We publish wheels for the following matrix:

  • MacOS: CPython 3.5 thru 3.9
  • Linux: CPython 3.5 thru 3.9; (manylinux1)

The wheels for both MacOS and manylinux1 include the external protobuf library copied into the wheel itself via auditwheel or delocate so that you won't need to install any extra non-PyPI dependencies.

If you are installing on one of the variants listed above, you should not need to have protoc or libprotobuf installed:

python -m pip install -U pycld3

Installing from Source: Prerequisites

If you are not on a platform variant that is eligible to use a wheel, you may still be able to use pycld3 via its source distribution (tar.gz), but a bit more work is required to install. Namely, you'll also need:

  • the Protobuf compiler (the protoc executable)
  • the Protobuf development headers and libprotoc library
  • a compiler, preferably g++

Please consult the official protobuf repository for information on installing Protobuf.

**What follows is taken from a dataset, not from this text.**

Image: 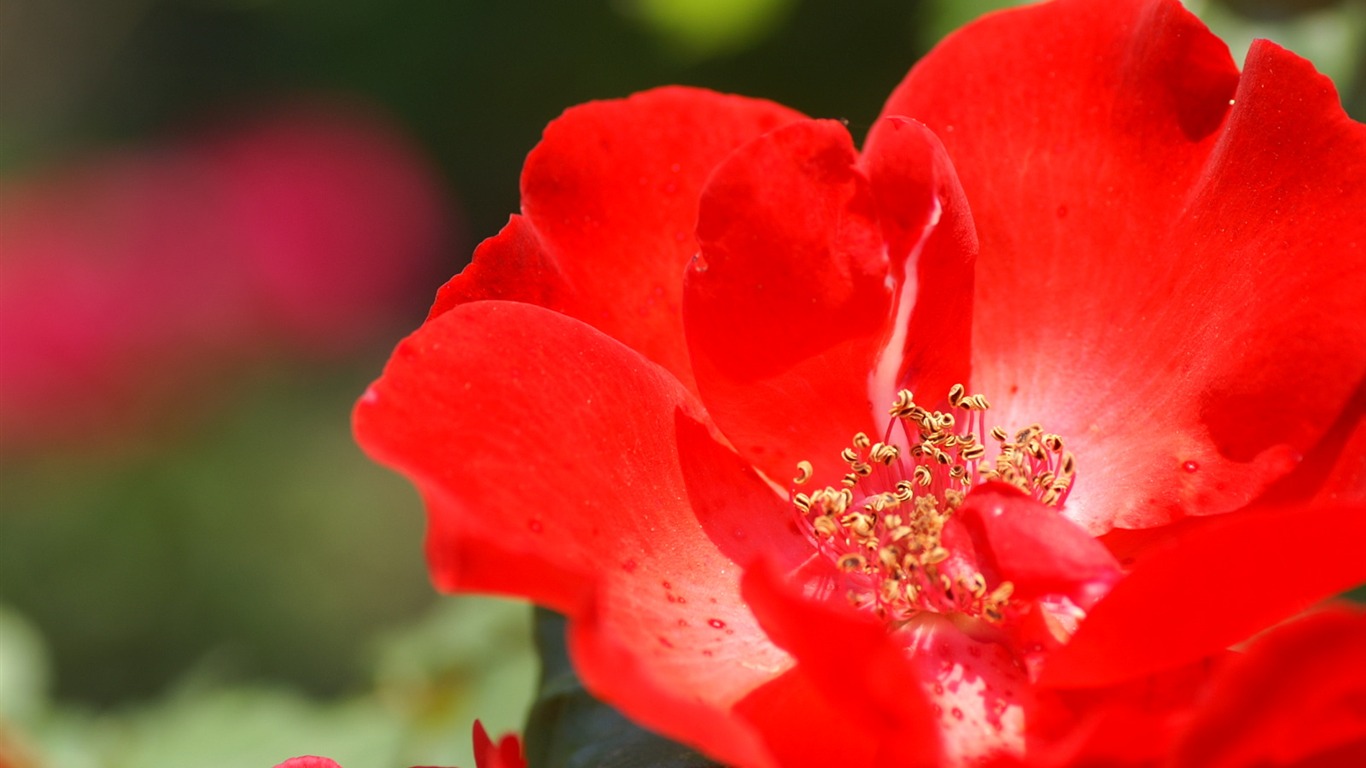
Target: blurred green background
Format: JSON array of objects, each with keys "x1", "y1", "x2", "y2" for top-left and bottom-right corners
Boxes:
[{"x1": 0, "y1": 0, "x2": 1366, "y2": 768}]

The project contains an Installation README that covers installation on Windows and Unix.

If for whatever reason you are on a Unix host but unable to use the wheels (for instance, if you have an i686 architecture), here is a quick-and-dirty guide to installing.

Debian/Ubuntu

sudo apt-get update -y
sudo apt-get install -y --no-install-recommends \
    g++ \
    protobuf-compiler \
    libprotobuf-dev
python -m pip install -U pycld3

Alpine Linux

Note: Alpine Linux does not support PyPI wheels as of April 2020. The steps below are mandatory on Alpine Linux because you will need to install from the source distribution. If the situation permits, using a Debian distro should be much easier (and faster).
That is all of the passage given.